Sai… io ci penso spesso. Al fatto che potrei essere io.
Io, una come tante. Cammino per strada, mi guardo attorno, mi sento osservata. Mi stringo il giubbotto un po’ di più, come se bastasse a proteggermi. Mi ripeto che va tutto bene, ma dentro c’è una voce che urla: non abbassare la guardia.
E mi chiedo: perché? Perché a diciassette anni devo vivere con questa paura? Paura di non tornare più a casa, paura che il mio “no” non venga ascoltato.
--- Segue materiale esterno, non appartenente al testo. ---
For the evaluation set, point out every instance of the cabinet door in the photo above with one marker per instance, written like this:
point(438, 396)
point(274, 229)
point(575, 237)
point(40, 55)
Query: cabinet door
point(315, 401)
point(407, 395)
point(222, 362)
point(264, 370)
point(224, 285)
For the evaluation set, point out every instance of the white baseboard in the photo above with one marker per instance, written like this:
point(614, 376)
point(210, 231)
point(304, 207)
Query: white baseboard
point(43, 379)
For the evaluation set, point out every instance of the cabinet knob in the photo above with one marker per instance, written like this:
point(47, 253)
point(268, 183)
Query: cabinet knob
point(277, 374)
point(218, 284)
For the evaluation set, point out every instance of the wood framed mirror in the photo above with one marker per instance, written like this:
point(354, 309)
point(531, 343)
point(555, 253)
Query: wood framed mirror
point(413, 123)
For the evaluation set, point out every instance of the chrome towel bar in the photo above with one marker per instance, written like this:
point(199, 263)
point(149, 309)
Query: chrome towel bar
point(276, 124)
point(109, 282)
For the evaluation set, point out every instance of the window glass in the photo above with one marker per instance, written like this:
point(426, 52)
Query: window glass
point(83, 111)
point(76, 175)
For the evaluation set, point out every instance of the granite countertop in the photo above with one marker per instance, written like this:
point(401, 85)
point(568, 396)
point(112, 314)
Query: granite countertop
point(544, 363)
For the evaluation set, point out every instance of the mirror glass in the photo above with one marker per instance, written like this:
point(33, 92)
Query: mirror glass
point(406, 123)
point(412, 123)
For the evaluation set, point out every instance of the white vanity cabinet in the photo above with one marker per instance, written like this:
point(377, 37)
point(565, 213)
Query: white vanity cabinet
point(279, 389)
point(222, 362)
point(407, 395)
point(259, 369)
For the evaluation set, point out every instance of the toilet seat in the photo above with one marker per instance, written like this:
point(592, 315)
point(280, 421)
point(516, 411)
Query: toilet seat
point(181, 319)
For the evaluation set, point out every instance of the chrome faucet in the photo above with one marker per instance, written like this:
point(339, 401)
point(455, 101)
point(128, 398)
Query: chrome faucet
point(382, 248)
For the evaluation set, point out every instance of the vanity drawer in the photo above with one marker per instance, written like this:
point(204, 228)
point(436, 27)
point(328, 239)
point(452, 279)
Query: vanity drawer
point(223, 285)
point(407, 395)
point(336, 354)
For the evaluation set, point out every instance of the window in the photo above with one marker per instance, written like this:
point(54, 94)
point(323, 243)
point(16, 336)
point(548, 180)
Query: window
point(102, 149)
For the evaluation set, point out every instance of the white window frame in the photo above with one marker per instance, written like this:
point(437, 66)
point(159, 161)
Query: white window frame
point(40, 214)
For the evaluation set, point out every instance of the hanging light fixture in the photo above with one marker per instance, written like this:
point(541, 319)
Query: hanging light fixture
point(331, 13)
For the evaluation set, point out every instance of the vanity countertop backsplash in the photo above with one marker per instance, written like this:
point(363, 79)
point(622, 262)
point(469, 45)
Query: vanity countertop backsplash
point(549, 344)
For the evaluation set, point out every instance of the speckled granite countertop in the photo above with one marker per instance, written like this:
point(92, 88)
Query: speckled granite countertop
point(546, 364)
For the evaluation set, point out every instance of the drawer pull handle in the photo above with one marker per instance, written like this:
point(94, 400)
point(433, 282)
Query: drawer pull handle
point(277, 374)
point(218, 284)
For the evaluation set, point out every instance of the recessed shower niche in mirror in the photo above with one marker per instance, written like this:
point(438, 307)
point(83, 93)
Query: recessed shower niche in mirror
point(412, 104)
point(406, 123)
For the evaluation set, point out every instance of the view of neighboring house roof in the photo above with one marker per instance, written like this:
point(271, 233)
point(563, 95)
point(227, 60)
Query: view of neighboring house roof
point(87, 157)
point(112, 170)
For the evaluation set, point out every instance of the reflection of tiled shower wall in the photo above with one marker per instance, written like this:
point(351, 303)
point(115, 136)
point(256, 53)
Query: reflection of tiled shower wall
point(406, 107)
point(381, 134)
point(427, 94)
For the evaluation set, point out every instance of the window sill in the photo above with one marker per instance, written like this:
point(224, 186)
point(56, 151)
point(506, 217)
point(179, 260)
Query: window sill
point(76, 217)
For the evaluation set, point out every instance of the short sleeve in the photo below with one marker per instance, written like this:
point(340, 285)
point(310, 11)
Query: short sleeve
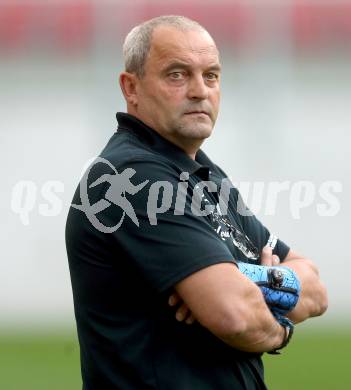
point(164, 243)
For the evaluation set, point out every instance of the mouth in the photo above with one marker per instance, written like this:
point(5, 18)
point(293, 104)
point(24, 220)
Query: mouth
point(197, 113)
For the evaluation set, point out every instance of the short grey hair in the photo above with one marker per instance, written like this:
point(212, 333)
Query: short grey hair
point(137, 44)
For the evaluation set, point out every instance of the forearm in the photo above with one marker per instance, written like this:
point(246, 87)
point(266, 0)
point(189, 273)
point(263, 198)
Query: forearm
point(313, 299)
point(259, 331)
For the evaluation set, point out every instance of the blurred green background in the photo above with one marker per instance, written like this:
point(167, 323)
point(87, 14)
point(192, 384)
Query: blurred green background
point(315, 360)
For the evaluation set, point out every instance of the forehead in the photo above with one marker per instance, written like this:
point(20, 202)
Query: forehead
point(193, 47)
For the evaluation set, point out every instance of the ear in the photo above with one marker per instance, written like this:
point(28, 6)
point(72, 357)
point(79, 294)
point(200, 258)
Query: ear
point(128, 83)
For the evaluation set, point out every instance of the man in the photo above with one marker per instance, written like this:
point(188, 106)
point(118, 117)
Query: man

Paura di finire come loro… come quelle donne che leggiamo nei titoli dei giornali.
Titoli che sembrano sempre gli stessi: Uccisa dall’ex compagno. Colpita per gelosia. Stava cercando di lasciarlo. Sempre colpa nostra, vero? Sempre “doveva pensarci meglio”. Come se chiedere rispetto fosse un peccato.
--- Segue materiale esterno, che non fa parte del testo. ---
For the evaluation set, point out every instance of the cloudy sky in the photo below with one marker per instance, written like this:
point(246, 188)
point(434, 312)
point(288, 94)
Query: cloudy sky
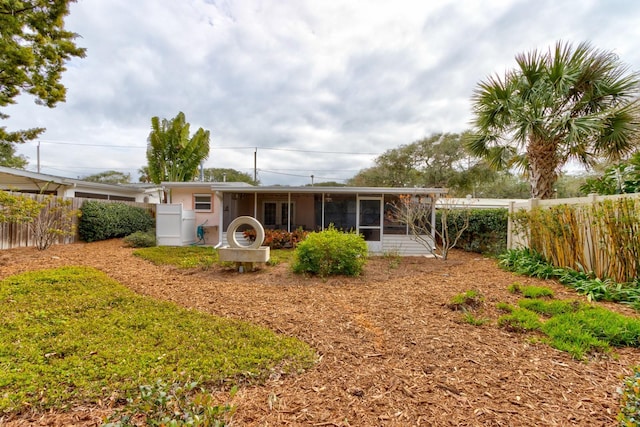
point(314, 87)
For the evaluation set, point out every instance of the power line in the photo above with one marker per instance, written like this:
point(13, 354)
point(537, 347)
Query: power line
point(303, 176)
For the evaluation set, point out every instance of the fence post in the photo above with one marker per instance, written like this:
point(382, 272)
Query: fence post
point(510, 224)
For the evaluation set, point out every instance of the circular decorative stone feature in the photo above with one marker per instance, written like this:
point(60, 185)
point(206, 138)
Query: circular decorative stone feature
point(251, 222)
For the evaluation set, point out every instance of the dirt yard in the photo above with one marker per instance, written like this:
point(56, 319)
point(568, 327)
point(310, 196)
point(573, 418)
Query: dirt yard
point(391, 352)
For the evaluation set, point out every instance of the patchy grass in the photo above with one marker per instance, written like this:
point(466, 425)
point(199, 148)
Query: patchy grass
point(179, 256)
point(74, 336)
point(530, 291)
point(577, 328)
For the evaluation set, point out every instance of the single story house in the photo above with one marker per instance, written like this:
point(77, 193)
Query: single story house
point(213, 205)
point(24, 181)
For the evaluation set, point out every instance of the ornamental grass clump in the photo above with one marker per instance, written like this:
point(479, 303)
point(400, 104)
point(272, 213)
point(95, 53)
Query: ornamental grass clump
point(331, 252)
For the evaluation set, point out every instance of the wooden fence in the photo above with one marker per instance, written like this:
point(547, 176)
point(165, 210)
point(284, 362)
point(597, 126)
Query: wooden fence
point(14, 235)
point(595, 233)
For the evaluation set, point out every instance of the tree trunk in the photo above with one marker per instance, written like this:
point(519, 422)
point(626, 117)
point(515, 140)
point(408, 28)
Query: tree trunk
point(543, 166)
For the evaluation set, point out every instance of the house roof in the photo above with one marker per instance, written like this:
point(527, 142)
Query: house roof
point(15, 178)
point(332, 190)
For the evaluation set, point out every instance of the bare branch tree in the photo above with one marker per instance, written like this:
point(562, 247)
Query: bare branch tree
point(419, 214)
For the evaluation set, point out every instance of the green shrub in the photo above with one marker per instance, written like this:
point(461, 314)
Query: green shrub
point(487, 231)
point(101, 221)
point(141, 239)
point(331, 252)
point(531, 263)
point(630, 400)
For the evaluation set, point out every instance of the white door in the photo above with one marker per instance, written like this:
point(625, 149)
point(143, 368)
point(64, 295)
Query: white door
point(370, 222)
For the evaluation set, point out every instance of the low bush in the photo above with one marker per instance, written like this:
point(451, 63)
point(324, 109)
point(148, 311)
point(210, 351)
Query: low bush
point(487, 231)
point(331, 252)
point(102, 221)
point(141, 239)
point(531, 263)
point(630, 400)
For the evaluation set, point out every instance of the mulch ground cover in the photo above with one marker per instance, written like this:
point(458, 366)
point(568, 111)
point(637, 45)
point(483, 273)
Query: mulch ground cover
point(391, 350)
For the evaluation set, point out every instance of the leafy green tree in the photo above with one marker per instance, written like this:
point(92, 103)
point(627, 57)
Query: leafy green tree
point(109, 177)
point(172, 154)
point(34, 47)
point(228, 175)
point(144, 174)
point(564, 104)
point(440, 160)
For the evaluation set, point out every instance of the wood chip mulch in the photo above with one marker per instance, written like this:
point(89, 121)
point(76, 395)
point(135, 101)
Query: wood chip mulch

Io non le conoscevo, quelle donne. Ma le sento vicine, come sorelle. Perché anche loro avranno avuto sogni, no? Una vita davanti, amici, passioni. Anche loro avranno detto: io sono forte, a me non succederà mai.
E invece… invece a volte non basta essere forti. Non basta dire basta. Perché ci sono uomini che ti vedono come una cosa, non come una persona. E se non sei più loro, allora non puoi essere di nessuno.
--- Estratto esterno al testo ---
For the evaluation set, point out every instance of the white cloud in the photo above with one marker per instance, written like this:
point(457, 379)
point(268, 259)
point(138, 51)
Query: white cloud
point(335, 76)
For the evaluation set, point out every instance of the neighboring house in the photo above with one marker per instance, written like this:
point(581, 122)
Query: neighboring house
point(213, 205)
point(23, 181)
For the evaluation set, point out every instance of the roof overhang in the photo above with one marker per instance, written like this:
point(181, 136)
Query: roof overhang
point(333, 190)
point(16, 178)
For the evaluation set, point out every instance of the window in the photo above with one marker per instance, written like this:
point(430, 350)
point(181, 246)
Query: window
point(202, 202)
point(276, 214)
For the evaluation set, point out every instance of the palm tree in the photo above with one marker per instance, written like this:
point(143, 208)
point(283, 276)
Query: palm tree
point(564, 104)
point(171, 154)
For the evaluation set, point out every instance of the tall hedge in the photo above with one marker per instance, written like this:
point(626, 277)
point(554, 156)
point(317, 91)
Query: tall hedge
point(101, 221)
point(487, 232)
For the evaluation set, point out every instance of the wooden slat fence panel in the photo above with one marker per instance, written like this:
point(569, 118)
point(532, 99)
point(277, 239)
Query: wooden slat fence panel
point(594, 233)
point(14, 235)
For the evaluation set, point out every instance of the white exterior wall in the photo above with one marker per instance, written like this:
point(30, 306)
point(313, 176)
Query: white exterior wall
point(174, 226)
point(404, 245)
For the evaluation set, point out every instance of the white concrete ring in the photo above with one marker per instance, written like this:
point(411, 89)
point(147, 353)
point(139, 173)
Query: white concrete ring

E io mi chiedo: chi urlerà per me, se un giorno toccherà a me? Chi scriverà il mio nome?
Eppure non voglio vivere così. Non voglio. Voglio camminare libera. Voglio che il mio “no” sia rispettato. Voglio un mondo dove non dobbiamo più abbassare lo sguardo per paura.
Loro non sono numeri. Sono nomi, storie, vite. Sono sorrisi che non vedremo più, voci che non sentiremo più. Io voglio ricordarle tutte, voglio urlare per loro, perché non diventino solo statistiche.
E voglio credere che possiamo cambiare. Che un giorno, una ragazza di diciassette anni come me non dovrà più aver paura di vivere.